TEHRAN/VIENNA — A decade of sanctions imposed on Iran’s nuclear programme may come to an end by Monday, unlocking billions of dollars in frozen accounts and paving the way for a surge in oil exports from the Islamic republic.

The International Atomic Energy Agency (IAEA) is expected to report on Friday that Iran has fulfilled its commitments under July’s nuclear accord with world powers, Iran’s Deputy Foreign Minister Abbas Araghchi said.

That would enable a joint announcement by Sunday, implementing the deal and lifting sanctions, he said.

Iran’s foreign ministry on Tuesday sent its director of political and international affairs, Hamid Baeedinejad, to Vienna, where the IAEA is based.

The end to nuclear-related sanctions will mean that the Iranian economy is open for funds to flood in, with Iran set to get immediate access to as much as $50bn of cash frozen in overseas accounts, according to US Treasury estimates. Crude exports are expected to rise by half-a-million barrels a day within weeks.

While Iran says it will need $100bn to rebuild its energy industry and another $29bn for mining and steel, foreign investors are expected to return only gradually as they wait to make sure the nuclear deal holds.

Diplomats left escape clauses if the accord is violated. Should the deal fail, sanctions could be reimposed just as Iran’s nuclear work could return to unchecked development.

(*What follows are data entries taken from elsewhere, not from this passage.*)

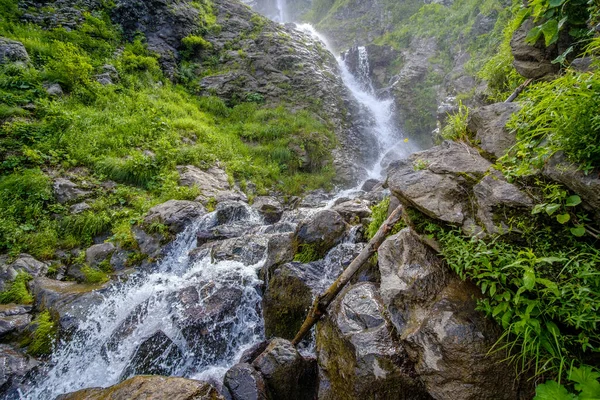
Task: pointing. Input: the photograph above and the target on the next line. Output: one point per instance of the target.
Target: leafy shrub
(17, 292)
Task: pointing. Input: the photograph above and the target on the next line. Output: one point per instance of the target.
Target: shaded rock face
(434, 313)
(533, 61)
(287, 374)
(150, 388)
(358, 354)
(15, 369)
(157, 355)
(175, 214)
(245, 383)
(443, 181)
(12, 51)
(488, 123)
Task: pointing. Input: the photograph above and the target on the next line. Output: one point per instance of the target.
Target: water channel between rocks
(191, 315)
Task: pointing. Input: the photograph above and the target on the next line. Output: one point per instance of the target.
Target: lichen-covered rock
(288, 375)
(12, 51)
(488, 123)
(149, 388)
(533, 61)
(156, 355)
(434, 314)
(358, 354)
(175, 214)
(245, 383)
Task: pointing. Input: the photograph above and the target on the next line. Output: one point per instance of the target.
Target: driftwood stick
(321, 303)
(518, 91)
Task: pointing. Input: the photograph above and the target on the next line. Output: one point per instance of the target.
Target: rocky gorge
(202, 297)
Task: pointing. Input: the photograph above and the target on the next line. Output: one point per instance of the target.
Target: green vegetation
(41, 340)
(16, 291)
(133, 133)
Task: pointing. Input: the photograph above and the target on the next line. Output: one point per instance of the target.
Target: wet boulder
(435, 315)
(175, 214)
(287, 374)
(12, 51)
(269, 207)
(358, 354)
(321, 231)
(156, 355)
(488, 124)
(16, 368)
(245, 383)
(66, 191)
(13, 318)
(149, 388)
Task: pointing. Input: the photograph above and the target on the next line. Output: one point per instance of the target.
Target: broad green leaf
(573, 201)
(563, 218)
(552, 208)
(578, 231)
(529, 278)
(552, 390)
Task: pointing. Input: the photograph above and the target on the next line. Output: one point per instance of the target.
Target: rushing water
(101, 348)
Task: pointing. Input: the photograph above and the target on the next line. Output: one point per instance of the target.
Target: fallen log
(321, 303)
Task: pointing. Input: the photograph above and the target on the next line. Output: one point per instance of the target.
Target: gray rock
(156, 355)
(358, 355)
(66, 191)
(532, 61)
(269, 207)
(488, 123)
(150, 388)
(69, 301)
(13, 319)
(288, 375)
(245, 383)
(175, 214)
(434, 314)
(53, 89)
(12, 51)
(16, 368)
(97, 253)
(559, 169)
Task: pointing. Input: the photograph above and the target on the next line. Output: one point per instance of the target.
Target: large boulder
(245, 383)
(533, 61)
(358, 354)
(435, 314)
(175, 214)
(156, 355)
(149, 388)
(321, 231)
(12, 51)
(287, 374)
(488, 124)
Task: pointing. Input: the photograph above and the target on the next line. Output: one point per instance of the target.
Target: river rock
(533, 61)
(269, 207)
(245, 383)
(98, 253)
(287, 374)
(434, 314)
(488, 124)
(358, 354)
(24, 263)
(156, 355)
(559, 169)
(13, 318)
(16, 368)
(69, 302)
(12, 51)
(175, 214)
(66, 191)
(149, 388)
(321, 230)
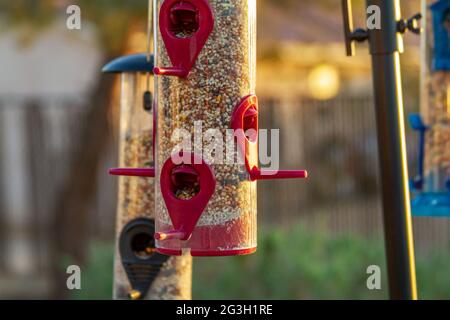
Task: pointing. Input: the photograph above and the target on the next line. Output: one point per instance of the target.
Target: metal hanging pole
(385, 46)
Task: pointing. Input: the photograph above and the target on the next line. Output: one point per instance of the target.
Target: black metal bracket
(140, 260)
(360, 35)
(351, 35)
(412, 24)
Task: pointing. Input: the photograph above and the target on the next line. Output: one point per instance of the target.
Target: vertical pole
(385, 47)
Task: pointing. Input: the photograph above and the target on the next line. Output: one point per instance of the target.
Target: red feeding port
(185, 26)
(245, 123)
(185, 213)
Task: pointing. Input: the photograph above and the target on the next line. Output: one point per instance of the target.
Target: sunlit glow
(324, 82)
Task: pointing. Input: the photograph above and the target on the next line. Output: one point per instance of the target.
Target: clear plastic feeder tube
(223, 74)
(436, 96)
(136, 198)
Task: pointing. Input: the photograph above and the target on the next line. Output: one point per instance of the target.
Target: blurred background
(58, 137)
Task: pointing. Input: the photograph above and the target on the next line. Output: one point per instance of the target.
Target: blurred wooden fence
(336, 141)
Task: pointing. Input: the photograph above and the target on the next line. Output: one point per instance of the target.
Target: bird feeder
(137, 264)
(431, 186)
(205, 58)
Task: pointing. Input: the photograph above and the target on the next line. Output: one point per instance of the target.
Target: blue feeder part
(430, 187)
(425, 202)
(441, 32)
(129, 64)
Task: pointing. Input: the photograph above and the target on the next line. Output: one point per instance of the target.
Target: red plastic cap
(185, 26)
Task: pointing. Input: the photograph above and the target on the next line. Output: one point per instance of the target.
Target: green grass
(294, 263)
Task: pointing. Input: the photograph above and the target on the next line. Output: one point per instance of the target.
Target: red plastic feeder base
(208, 253)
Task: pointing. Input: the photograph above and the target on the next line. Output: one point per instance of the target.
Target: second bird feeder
(431, 186)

“Iran has granted the IAEA unprecedented access to make sure it is doing all the things it said it would do in this deal,” UK Prime Minister David Cameron said in Parliament in London on Wednesday.

“We should enter into it with a very heavy heart, a very clear eye and a very hard head in making sure this country does everything it said it would.”

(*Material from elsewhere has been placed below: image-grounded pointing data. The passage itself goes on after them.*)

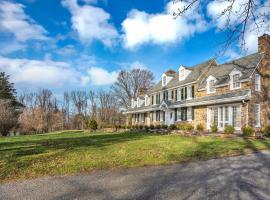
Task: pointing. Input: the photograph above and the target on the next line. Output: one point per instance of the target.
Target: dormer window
(235, 79)
(211, 84)
(145, 100)
(183, 73)
(257, 82)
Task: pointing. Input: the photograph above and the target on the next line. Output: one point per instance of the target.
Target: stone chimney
(264, 43)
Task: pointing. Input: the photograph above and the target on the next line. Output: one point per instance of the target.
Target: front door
(169, 117)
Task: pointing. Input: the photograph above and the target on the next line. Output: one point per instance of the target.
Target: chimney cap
(170, 72)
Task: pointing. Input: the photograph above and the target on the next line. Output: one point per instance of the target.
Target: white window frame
(208, 81)
(146, 100)
(235, 72)
(257, 82)
(257, 115)
(222, 119)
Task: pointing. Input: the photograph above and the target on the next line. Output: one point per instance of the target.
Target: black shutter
(192, 91)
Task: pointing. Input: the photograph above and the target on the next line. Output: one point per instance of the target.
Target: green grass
(68, 152)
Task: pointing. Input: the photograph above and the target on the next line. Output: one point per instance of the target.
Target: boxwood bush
(266, 130)
(214, 128)
(199, 127)
(229, 129)
(173, 127)
(248, 131)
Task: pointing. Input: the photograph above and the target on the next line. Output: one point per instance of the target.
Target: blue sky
(82, 44)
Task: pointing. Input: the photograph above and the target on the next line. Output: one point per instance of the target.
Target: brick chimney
(264, 43)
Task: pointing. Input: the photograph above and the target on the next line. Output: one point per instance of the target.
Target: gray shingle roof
(196, 71)
(207, 100)
(238, 93)
(245, 65)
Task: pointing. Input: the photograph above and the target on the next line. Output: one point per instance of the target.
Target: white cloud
(100, 76)
(215, 8)
(38, 73)
(140, 27)
(137, 65)
(91, 23)
(14, 20)
(11, 46)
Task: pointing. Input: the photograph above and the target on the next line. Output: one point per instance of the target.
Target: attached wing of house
(209, 93)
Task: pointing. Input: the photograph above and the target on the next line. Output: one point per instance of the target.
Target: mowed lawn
(68, 152)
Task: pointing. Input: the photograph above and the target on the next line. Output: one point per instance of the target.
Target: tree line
(41, 111)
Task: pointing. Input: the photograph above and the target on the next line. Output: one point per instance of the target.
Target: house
(235, 93)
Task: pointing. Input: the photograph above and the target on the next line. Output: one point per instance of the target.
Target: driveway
(241, 177)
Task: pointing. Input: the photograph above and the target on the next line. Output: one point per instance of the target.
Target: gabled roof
(197, 71)
(246, 65)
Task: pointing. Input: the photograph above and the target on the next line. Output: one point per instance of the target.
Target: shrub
(164, 126)
(199, 127)
(158, 126)
(229, 129)
(214, 128)
(172, 127)
(248, 131)
(182, 126)
(92, 124)
(185, 126)
(189, 127)
(152, 126)
(266, 130)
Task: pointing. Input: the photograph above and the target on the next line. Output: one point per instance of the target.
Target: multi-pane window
(235, 81)
(257, 82)
(211, 86)
(257, 115)
(164, 80)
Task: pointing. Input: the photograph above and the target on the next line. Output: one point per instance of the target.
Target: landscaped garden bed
(66, 152)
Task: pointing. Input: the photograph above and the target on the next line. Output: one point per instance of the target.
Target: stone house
(234, 93)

Friday would be the earliest date that IAEA inspectors could verify Iran had removed nuclear equipment and material from atomic sites, two diplomats with direct knowledge of the process said on Wednesday. The IAEA media office declined to comment.

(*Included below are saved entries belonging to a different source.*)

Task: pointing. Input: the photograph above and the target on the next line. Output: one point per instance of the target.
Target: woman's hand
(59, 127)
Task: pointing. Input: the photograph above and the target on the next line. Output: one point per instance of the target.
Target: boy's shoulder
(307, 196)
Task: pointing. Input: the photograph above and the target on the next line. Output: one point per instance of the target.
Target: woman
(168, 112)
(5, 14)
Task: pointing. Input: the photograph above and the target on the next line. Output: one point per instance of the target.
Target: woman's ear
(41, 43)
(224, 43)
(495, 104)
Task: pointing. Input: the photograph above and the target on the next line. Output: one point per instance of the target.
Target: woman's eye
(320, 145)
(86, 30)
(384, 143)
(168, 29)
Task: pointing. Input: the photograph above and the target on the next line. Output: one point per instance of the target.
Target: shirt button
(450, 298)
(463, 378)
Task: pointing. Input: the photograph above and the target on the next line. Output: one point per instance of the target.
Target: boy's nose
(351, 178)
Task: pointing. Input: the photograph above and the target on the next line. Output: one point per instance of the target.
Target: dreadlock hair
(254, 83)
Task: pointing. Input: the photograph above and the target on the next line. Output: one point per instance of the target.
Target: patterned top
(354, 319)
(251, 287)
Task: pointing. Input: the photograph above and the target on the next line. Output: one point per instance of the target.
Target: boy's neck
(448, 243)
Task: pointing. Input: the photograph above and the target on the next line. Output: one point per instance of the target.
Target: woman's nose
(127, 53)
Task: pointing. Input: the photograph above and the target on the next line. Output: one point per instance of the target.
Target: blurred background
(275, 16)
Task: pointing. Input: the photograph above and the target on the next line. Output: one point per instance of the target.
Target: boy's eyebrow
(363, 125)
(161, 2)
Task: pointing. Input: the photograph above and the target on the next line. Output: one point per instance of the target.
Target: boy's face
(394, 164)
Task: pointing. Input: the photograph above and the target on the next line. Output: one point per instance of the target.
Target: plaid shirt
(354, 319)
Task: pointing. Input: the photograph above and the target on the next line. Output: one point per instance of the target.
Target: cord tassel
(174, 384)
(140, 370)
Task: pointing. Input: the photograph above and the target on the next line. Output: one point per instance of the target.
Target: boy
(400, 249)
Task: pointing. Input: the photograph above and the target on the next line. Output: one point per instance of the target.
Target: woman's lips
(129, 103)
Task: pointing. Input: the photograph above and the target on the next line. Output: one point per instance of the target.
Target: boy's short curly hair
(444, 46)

The comments about the deal’s implementation came only hours after 10 US sailors were released by Iranian authorities after their boats drifted into Iran’s territorial waters.

Even as US President Barack Obama on Tuesday night praised the nuclear deal for averting a war with Iran, the Persian Gulf incident underscores lingering tensions in the relationship.

“The Americans cannot have trade relations with us, and so be it,” Mr Araghchi said, adding that Iran understood that non-nuclear sanctions targeting terrorism and ballistic-missile programmes would remain in place.

“Iran and US relations will stay where they are — the intention of this deal hasn’t been about trust-building.”

It was precisely because of that lack of trust that talks to reach a deal took more than two years. In the end, Iran agreed to eliminate virtually all of its enriched uranium and reduce its nuclear capacity considerably. In exchange, it will receive sweeping sanctions relief that reconnects its banks to the international financial system.